Франц больше не живет в лагере МакКэндлесса. Наводнение размыло дорогу, он переехал на тридцать с небольшим километров по направлению к Боррего и разбил лагерь у одинокой тополиной рощи. Горячие источники О-боже-мой тоже остались в прошлом, снесенные бульдозерами и залитые бетоном по распоряжению Санитарной службы Долины Империал. По словам чиновников, это было сделано потому, что купаться в них было опасно для здоровья из-за микробов, плодящихся в теплой воде.
– Возможно, это и правда, – говорит клерк в магазине Солтона. – Но большинство считает, что они снесли источники, так как те привлекали слишком много хиппи и прочего сброда. Отличная уборка, если хотите знать мое мнение.
Более восьми месяцев с тех пор, как он попрощался с МакКэндлессом, Франц оставался в его лагере, всматриваясь в дорогу и ожидая возвращения Алекса. Накануне Рождества 1992 года, возвращаясь из Солтона, где он проверял почту, Рон подобрал двух автостопщиков. «Один парнишка был, думаю, с Миссисипи, другой – коренным американцем, – вспоминает Франц. – По дороге к горячим источникам я начал рассказывать им о моем друге Алексе и его путешествии на Аляску».
Внезапно, юный индеец перебил Рона:
– Его имя – случайно не Алекс МакКэндлесс?
– Да, это так. Вы с ним встречались?…
– Мне неприятно это вам говорить, мистер, но ваш друг погиб. Замерз насмерть в тундре. Только что прочел об этом в «Аутдоре».
Потрясенный Франц долго допрашивал автостопщика. Все совпадало. Случилось непоправимое, а МакКэндлесс больше никогда не вернется.
– Когда Алекс отправился на Аляску, – вспоминает Франц, – Я молился. Я просил Бога приглядеть за ним. Я сказал ему, что мальчик – особенный. Но он позволил ему умереть. И двадцать шестого декабря, когда я узнал о том, что произошло, я отрекся от Бога. Аннулировал членство в церкви и стал атеистом. Я решил, что не могу верить в Бога, который позволил случиться чему-то столь ужасному с таким парнишкой как Алекс. Я довез автостопщиков, вернулся в магазин и купил бутылку виски. А затем отправился в пустыню и выпил ее. Я отвык от алкоголя, и мне стало плохо. Надеялся, что виски убьет меня, но он не смог. Мне стало лишь очень, очень плохо.
Глава седьмая КАРТЭЙДЖ
Там еще было несколько книжек… Одна из них – «Путешествие пилигрима», о человеке, который оставил свою семью, только там не говорилось, почему. Я много раз за нее принимался, в разное время. Написано было интересно, только не очень понятно.

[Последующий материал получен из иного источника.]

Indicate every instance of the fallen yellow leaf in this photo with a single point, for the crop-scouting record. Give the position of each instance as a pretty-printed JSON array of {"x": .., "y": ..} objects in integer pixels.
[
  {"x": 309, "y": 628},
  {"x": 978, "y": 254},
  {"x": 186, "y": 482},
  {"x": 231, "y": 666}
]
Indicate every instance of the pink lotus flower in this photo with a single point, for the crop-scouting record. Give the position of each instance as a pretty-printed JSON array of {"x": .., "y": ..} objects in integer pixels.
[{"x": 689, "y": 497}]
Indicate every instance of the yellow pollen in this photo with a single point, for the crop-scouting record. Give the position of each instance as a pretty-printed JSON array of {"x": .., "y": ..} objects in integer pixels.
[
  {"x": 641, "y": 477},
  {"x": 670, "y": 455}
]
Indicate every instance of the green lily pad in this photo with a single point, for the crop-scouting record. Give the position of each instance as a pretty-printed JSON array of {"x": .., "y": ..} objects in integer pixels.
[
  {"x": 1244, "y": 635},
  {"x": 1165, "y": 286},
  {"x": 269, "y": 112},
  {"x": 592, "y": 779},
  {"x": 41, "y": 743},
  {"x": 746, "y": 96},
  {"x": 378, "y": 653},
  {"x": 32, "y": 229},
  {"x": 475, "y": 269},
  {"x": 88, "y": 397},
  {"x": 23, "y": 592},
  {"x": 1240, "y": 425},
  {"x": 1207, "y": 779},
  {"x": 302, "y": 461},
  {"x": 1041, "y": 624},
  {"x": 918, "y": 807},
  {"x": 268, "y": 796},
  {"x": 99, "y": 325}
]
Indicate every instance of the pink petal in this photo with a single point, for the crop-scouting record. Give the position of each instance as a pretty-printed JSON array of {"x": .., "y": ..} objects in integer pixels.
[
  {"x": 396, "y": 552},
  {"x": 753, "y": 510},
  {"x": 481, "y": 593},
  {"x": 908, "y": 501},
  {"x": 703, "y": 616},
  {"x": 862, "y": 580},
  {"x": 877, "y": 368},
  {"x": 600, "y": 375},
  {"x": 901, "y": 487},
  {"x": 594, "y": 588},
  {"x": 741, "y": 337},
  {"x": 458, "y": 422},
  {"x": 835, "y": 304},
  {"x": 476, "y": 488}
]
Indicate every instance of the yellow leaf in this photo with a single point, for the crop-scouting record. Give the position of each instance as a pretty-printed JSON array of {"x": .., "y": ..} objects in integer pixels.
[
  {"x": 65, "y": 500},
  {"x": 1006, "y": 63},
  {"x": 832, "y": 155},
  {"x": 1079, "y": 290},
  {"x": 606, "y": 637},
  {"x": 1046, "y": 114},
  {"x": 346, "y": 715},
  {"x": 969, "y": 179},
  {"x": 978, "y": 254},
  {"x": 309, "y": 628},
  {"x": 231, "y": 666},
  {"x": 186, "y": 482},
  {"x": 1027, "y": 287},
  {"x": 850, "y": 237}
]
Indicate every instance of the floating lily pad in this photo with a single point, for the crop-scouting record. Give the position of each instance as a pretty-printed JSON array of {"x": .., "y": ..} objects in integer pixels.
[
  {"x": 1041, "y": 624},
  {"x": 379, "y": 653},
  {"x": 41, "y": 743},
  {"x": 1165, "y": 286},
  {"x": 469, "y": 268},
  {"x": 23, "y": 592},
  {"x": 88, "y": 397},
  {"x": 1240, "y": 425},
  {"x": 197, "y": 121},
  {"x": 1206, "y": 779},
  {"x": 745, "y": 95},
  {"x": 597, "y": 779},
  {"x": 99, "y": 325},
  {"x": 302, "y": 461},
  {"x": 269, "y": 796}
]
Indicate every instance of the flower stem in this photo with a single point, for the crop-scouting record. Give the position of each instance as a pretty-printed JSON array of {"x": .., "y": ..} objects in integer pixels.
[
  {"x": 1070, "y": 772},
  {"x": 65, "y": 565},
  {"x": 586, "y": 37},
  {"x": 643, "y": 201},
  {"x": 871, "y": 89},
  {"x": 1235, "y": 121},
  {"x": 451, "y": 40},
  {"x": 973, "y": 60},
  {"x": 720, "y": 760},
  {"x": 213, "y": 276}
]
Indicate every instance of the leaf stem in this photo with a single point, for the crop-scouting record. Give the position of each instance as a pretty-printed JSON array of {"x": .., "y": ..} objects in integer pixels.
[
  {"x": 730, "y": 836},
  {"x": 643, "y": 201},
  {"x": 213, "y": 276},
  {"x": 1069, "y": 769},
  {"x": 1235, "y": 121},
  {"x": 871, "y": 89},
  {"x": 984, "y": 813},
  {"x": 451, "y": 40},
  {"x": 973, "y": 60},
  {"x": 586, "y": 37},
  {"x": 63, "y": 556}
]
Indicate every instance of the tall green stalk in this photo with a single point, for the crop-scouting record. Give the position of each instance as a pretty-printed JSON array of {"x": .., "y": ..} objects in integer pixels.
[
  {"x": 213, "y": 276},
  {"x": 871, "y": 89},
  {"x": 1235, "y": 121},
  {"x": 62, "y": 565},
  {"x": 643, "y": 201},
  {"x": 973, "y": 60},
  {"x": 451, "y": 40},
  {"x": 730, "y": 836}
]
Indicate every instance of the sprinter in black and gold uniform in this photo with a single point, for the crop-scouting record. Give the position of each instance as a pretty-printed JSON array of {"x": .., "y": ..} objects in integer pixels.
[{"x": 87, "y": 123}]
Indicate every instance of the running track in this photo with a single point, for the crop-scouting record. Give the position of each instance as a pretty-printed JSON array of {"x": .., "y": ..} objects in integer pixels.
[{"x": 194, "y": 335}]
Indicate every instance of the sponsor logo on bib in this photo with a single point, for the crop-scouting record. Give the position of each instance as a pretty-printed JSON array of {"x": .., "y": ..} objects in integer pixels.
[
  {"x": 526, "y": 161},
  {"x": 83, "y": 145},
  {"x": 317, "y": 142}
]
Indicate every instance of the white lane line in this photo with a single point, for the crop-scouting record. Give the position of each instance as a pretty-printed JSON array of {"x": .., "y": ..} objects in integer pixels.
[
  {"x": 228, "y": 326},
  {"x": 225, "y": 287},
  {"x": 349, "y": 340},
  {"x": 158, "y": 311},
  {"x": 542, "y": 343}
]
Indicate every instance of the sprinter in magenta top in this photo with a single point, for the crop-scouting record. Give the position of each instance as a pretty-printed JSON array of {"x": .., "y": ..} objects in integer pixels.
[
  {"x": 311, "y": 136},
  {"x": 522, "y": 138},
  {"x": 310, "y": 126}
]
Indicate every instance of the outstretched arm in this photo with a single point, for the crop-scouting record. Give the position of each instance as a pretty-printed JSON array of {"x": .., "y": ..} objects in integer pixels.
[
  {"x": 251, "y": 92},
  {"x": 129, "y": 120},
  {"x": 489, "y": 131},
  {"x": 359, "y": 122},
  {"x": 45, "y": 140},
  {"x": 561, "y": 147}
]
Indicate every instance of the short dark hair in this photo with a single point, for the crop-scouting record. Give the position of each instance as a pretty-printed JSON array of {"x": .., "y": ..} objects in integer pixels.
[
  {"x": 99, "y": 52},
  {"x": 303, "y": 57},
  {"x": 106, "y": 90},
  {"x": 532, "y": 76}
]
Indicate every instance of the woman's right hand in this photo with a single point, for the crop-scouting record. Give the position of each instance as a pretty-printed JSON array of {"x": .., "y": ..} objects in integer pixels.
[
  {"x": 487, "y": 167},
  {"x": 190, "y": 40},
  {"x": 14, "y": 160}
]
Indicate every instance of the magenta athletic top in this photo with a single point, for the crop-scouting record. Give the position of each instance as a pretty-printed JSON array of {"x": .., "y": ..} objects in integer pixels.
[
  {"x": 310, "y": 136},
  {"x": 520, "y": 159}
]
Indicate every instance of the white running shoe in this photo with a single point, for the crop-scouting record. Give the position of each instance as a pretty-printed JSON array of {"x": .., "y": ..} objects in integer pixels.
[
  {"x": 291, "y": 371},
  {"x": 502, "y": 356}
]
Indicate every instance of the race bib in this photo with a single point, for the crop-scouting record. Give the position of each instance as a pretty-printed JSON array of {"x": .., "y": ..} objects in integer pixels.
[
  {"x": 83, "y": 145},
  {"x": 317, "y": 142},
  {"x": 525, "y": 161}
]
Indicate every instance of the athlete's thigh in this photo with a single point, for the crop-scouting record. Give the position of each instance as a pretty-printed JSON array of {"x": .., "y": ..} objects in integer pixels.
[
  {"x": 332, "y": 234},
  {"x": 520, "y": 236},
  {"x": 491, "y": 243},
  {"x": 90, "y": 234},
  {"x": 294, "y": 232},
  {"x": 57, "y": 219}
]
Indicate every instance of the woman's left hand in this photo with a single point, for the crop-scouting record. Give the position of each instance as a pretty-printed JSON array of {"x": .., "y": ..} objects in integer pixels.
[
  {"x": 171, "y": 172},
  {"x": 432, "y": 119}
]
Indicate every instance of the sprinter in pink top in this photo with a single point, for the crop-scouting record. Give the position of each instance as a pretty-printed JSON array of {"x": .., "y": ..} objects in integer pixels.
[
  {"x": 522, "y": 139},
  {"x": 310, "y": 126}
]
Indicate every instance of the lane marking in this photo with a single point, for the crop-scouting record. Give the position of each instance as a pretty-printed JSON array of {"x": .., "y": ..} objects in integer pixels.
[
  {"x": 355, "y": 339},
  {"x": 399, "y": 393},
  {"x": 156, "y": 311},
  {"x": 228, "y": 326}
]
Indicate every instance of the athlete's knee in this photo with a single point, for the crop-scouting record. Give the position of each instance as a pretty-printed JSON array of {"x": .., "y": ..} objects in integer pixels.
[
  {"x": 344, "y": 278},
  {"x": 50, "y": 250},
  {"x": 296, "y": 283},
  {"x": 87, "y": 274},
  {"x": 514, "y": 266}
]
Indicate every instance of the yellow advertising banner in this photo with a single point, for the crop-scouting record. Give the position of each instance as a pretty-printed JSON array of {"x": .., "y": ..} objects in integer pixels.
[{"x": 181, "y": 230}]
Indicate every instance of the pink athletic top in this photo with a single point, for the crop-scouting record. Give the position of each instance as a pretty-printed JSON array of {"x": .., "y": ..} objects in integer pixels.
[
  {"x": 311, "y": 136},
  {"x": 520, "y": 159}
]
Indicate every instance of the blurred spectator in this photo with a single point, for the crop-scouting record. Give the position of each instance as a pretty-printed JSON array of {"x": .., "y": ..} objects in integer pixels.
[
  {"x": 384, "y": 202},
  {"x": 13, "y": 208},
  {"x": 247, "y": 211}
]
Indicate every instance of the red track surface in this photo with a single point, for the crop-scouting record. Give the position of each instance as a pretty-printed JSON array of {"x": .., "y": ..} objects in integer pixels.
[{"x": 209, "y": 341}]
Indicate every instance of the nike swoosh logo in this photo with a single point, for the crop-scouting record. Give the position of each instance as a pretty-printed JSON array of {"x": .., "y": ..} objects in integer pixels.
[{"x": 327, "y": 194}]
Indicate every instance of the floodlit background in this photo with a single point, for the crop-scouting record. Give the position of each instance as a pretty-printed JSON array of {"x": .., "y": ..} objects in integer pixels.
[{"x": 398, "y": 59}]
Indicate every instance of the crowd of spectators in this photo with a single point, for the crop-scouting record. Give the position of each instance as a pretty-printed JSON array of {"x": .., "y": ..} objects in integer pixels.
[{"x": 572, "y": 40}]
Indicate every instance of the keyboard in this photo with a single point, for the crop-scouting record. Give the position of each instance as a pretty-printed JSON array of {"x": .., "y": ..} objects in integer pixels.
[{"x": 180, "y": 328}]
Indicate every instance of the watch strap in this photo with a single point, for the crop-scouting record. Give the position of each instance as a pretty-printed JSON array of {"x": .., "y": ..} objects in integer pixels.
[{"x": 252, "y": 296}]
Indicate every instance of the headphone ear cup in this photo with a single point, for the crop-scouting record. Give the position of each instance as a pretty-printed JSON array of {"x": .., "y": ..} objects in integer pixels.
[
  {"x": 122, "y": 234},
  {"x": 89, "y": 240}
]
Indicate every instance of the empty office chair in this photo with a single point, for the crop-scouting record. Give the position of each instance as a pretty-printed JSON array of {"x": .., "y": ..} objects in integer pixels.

Марк Твен «Приключения Гекльберри Финна»
Это правда, что многие творческие люди не в состоянии поддерживать полноценные отношения с другими, и некоторые из них очень замкнуты. Также верно, что иногда травма – тяжелая утрата или преждевременная разлука – подталкивала потенциально творческую личность к развитию черт характера, требующих относительного уединения. Но это не означает, что одиночные творческие поиски сами по себе патологичны.…
[З]амкнутость – это реакция, призванная защитить ребенка от последствий школьной дезадаптации. Если мы перенесем эту концепцию во взрослую жизнь, то увидим, что замкнутый ребенок может успешно развиться в личность, основной потребностью которой будет поиск смысла и закономерностей жизни, которые не целиком и даже не в первую очередь зависят от межличностных отношений.
Энтони Сторр «Одиночество: Возвращение к себе»
Огромный «Джон Дир 8020» молчаливо высится в косых лучах заката, вдалеке от всего, окруженный полем наполовину сжатого сорго[27]. Грязные кроссовки Уэйна Вестерберга торчат из зева комбайна, словно тот – огромная металлическая рептилия, поглощающая свою добычу. «Ты передашь мне когда-нибудь этот чертов ключ? – сипит злой приглушенный голос откуда-то из внутренностей машины. – Или стоять с руками, засунутыми в чертовы карманы, – единственная работа, на которую вы все способны?» Комбайн сломался в третий раз за три дня, и Вестерберг отчаянно пытается заменить труднодоступную втулку, пока не стемнело.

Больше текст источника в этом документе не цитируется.